Abstrato
What do we know about cancer immunotherapy? Long-term survival and immune-related adverse events
D errico G, Miranda J, Ostios L, Villamayor J
Immunotherapy delivered a new therapeutic option to oncologist: Ipilimumab (anti-CTLA-4), Nivolumab and Pembrolizumab (anti-PD1) and Atezolizumab (anti-PD-L1) increase overall survival and show a better safety profile compared to chemotherapy in patients with metastatic melanoma, lung, renal cancer among others. But all that glitters is not gold and there is an increasing number of reports of adverse effect while using Immune-checkpoint inhibitors.

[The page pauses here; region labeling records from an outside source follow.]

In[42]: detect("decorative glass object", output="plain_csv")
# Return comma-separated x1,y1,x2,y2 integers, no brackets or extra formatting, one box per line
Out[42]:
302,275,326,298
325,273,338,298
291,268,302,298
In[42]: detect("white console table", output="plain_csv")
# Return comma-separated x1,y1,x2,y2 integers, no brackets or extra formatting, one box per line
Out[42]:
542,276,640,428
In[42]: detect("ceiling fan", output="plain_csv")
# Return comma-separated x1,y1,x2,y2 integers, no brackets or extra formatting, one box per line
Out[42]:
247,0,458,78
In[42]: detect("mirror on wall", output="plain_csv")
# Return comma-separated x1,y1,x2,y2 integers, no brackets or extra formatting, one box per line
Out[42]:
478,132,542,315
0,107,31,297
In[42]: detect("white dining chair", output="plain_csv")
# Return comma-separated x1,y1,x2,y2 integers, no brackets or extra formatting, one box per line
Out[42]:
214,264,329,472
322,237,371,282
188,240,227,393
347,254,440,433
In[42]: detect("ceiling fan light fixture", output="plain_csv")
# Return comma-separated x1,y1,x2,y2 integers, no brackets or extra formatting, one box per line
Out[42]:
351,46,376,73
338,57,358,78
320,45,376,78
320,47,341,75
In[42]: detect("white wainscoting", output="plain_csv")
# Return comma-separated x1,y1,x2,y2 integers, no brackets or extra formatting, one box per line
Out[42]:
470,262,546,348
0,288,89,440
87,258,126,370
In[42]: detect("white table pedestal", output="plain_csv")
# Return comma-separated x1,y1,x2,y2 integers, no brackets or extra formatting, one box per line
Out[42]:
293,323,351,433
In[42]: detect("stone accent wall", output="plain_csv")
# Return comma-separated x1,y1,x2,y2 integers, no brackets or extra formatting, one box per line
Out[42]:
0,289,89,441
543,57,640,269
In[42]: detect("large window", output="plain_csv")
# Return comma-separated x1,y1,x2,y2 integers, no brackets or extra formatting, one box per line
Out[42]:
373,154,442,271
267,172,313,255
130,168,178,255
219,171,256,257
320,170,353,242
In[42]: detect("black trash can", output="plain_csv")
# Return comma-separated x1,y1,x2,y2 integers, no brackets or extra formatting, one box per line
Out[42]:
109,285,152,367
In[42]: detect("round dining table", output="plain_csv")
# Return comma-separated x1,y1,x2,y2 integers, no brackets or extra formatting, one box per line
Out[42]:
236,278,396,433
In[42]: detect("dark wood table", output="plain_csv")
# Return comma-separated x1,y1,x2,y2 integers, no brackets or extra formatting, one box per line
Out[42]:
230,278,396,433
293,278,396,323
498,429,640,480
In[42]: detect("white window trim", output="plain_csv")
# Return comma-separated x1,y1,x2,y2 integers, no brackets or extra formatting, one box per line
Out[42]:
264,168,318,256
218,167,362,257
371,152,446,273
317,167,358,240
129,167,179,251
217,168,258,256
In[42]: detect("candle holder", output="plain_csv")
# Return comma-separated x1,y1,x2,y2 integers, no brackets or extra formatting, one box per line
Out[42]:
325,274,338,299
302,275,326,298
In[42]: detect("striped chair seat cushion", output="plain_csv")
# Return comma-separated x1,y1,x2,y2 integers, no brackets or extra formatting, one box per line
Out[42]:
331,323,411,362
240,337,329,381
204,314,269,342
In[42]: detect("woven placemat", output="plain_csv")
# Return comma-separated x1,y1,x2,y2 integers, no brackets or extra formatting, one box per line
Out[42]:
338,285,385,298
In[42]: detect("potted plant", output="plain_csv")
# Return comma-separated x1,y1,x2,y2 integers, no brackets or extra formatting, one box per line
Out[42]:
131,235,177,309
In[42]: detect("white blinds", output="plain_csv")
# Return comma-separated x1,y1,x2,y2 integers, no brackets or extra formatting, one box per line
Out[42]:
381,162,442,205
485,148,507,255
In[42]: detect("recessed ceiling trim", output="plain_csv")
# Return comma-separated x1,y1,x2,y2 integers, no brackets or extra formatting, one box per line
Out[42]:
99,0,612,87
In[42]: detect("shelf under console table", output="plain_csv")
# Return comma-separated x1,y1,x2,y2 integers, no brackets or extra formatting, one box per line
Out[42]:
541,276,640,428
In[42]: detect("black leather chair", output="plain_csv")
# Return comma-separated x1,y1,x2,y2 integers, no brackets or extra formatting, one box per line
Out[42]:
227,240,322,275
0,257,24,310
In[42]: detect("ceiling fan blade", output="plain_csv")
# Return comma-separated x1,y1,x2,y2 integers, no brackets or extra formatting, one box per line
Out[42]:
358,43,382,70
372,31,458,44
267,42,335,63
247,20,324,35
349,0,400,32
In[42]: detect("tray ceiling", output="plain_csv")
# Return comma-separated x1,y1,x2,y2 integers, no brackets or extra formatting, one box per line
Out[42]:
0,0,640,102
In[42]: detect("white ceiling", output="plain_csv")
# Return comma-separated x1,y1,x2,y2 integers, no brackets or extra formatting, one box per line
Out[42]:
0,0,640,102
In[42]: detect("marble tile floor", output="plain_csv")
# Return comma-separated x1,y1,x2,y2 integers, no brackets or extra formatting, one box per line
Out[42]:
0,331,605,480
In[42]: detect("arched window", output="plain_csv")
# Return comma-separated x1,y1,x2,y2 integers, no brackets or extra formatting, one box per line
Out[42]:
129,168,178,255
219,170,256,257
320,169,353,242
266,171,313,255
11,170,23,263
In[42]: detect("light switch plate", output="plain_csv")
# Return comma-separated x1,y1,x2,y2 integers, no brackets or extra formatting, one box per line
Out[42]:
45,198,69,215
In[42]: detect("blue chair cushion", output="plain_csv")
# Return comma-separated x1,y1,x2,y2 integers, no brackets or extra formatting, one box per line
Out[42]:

While chemotherapy could weaken the immune system, this novel immunotherapy could hiper-activate it, resulting in a unique and distinct spectrum of adverse events, called Immunes-related adverse events irAEs. irAEs ranging from mild to potentially lifethreatening events can involve many systems, and their management is radically different from that of cytotoxic drugs: immunosuppressive treatments, such as corticoids, infliximab or mycophenolate mofetil usually results in complete reversibility, but failing to do so can lead to severe toxicity or even death. Patient selection is an indirect way to reduce adverse events minimizing the number of subjects exposed to this drugs: unfortunately PDL-1, the actual predictive biomarker wouldn’t allow clinicians select or exclude patients for treatment with checkpoint inhibitors.